Thursday, January 5, 2012

subsidiary korean food

korean food. It's all about korean food, there are many kind of korean food :) ehmmm yummy :). Korean foods can be largely categorized into groups of "main staple food"  (주식), "subsidiary dishes" (부식), and "dessert" (후식). The main dishes are made from grains such as bap (a bowl of rice), juk (porridge), and guksu (noodles). 

so, i will discuss about subsidiary korean food :)

SOUPS AND STEWS 

And theen, many categories in soups and stews in korean food, so i will talk about one of hem. It is about SUNDUBU JJIGAE (spicy tofu stew)
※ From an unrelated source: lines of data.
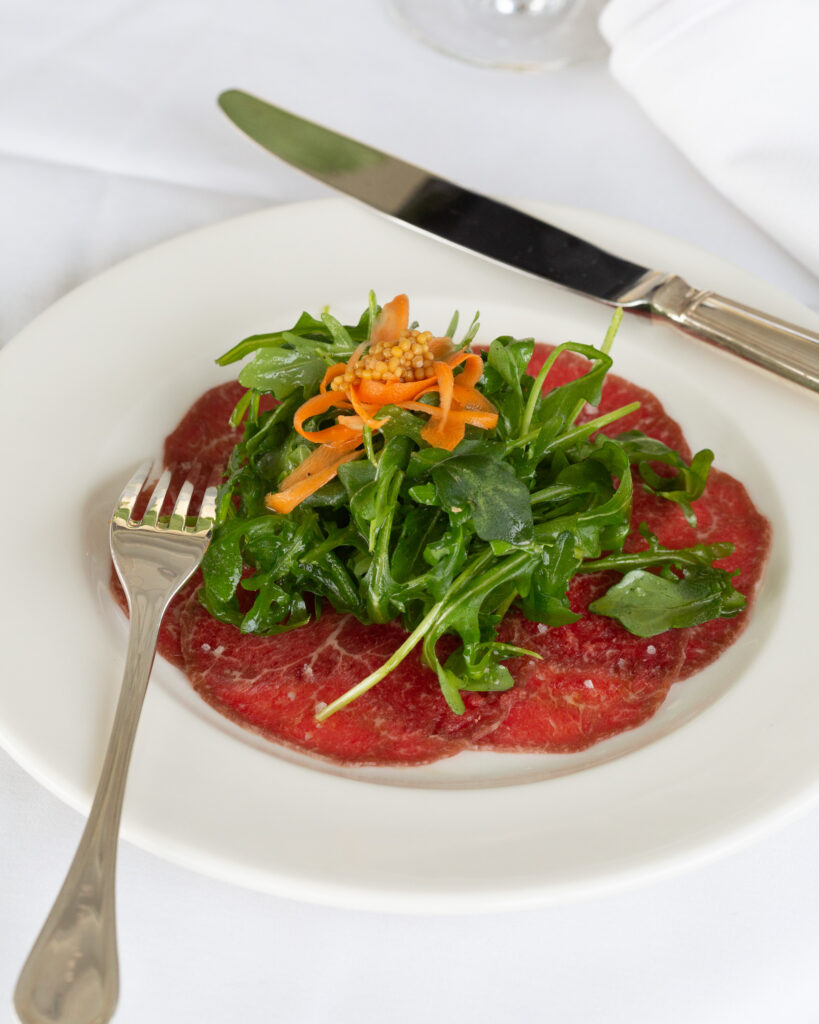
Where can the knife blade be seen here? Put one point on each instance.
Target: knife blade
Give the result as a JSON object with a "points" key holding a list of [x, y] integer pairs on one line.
{"points": [[423, 201]]}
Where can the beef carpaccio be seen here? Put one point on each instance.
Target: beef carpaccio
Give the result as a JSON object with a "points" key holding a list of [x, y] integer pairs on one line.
{"points": [[594, 678]]}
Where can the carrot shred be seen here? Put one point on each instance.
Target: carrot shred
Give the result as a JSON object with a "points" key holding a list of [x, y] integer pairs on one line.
{"points": [[460, 404], [393, 318], [319, 459], [285, 501]]}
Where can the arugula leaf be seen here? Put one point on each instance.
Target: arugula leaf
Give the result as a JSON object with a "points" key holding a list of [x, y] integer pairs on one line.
{"points": [[684, 486], [282, 371], [499, 503], [449, 541], [647, 604]]}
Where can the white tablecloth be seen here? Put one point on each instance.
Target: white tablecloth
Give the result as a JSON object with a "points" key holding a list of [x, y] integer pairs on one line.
{"points": [[109, 142]]}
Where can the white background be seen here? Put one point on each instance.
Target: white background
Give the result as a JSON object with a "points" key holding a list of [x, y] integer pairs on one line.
{"points": [[110, 141]]}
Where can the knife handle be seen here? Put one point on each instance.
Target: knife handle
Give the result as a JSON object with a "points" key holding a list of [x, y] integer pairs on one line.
{"points": [[783, 348]]}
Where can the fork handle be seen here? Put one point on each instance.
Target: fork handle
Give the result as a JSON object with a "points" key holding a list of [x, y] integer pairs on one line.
{"points": [[72, 973]]}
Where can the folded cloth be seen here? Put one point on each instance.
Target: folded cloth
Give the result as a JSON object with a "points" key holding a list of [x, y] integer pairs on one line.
{"points": [[735, 85]]}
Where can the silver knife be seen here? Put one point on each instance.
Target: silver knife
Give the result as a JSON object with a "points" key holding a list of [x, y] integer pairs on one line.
{"points": [[479, 224]]}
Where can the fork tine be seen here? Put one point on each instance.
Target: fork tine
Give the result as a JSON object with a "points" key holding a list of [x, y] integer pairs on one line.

A very popular stew with many variations, sundubu jjigae is usually served with a bowl of white rice.  The spiciness can be easily adjusted to suit your taste by changing the amount of gochugaru added. is a hot and spicy jjigae (Korean Stew) dish made with uncurdled dubu (tofu), seafood (oyster, mussels, clams and shrimp are common ingredients), vegetables, mushrooms, onion, scallions, and gochujang or gochu garu (chili powder) in Korean cuisine. A raw egg is put in the jjigae while it is still boiling. This dish is eaten with a bowl of cooked white rice and several banchan (side dishes). It is widely eaten and one of the favorite meals in South Korea.